Sat, Oct 24, 2015 - Page 13 News List

China cuts lending rate, bank reserve requirement ratio

Bloomberg

China’s central bank cut its benchmark lending rate and reserve requirements for banks, stepping up efforts to cushion a deepening economic slowdown.

The one-year lending rate is to drop to 4.35 percent from 4.6 percent effective today, the People’s Bank of China (PBOC) said on its Web site yesterday, while the one-year deposit rate is to fall to 1.5 percent from 1.75 percent.

Reserve requirements for all banks were cut by 50 basis points, with an extra 50 basis-point reduction for some institutions.

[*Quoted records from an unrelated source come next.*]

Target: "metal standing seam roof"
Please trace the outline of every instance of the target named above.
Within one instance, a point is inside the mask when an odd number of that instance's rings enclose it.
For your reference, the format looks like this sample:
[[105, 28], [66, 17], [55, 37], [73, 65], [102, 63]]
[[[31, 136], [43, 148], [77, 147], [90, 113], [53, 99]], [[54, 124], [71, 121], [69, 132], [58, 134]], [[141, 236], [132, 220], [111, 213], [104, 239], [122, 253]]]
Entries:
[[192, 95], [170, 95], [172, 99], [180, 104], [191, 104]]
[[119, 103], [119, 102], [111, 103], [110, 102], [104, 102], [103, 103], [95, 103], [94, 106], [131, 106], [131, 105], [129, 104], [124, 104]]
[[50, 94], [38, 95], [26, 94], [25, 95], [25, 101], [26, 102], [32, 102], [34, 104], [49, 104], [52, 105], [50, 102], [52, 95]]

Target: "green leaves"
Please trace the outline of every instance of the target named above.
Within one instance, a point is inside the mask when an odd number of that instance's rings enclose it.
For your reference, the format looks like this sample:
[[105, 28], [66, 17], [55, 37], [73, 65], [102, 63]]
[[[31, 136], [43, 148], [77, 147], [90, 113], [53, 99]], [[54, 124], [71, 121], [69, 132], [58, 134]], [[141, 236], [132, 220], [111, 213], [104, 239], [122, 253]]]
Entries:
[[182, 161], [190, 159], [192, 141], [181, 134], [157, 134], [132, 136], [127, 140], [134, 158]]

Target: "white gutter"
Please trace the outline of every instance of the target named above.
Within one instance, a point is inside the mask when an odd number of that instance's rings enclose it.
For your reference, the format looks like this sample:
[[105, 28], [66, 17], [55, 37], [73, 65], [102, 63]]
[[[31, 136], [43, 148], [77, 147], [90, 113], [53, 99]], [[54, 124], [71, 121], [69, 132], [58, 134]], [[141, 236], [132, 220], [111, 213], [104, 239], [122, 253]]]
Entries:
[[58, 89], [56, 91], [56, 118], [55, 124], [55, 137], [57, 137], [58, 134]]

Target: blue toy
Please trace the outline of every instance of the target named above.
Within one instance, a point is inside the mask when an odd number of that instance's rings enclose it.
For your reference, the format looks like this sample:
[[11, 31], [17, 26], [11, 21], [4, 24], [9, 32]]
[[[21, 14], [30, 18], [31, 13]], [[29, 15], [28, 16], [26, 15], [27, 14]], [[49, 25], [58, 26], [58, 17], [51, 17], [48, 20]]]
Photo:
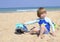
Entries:
[[24, 24], [22, 24], [22, 23], [16, 24], [16, 29], [21, 29], [24, 32], [28, 32], [27, 27]]

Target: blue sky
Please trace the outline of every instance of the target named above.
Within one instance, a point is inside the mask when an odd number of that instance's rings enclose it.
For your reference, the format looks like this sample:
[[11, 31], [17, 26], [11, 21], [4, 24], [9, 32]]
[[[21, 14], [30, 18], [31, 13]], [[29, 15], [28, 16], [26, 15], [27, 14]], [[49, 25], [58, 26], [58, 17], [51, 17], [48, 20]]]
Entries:
[[60, 6], [60, 0], [0, 0], [0, 8]]

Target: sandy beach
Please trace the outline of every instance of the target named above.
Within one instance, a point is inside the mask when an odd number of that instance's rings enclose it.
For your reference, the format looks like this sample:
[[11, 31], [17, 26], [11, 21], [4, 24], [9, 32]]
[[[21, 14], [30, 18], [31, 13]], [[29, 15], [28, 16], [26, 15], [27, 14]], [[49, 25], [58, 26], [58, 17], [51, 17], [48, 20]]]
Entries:
[[[56, 37], [48, 34], [43, 39], [40, 39], [36, 35], [30, 35], [29, 33], [14, 34], [15, 24], [37, 19], [36, 12], [0, 13], [0, 42], [60, 42], [60, 11], [48, 11], [47, 16], [58, 25]], [[39, 27], [37, 23], [27, 25], [29, 30], [33, 26]]]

The PBOC also scrapped a deposit-rate ceiling, a further step in the liberalization of interest rates.

The expanded monetary easing underscores the government’s determination to meet its growth target for this year of about 7 percent in the face of deflationary pressures, overcapacity and tepid global demand.

China’s sixth rate cut since November last year comes as the European Central Bank’s president signaled more policy easing amid expectations for additional stimulus from the Bank of Japan.

“Clearly, the People’s Bank of China is on a mission to ease policy and has been for a year,” said George Magnus, a senior independent economic adviser to UBS Group AG in London. “With the economy losing momentum, deflation embedded in the corporate sector and rebalancing making limited headway, the central bank is being directed to ease monetary policy further. And of course, this isn’t the end of the road yet.”

China’s GDP rose 6.9 percent in the three months through last month from a year earlier, according to the Chinese National Bureau of Statistics. An outsized contribution from financial services, boosted by a surge in share trading from the year earlier period, helped prop up the GDP reading, which was the slowest quarterly expansion since 2009.

With consumer inflation at about half the government’s target and a protracted slump in producer prices, policymakers had room for additional easing.

“Chinese officials are stepping on the gas,” Hong Kong-based HSBC Holdings PLC Asia economics research cohead Frederic Neumann said.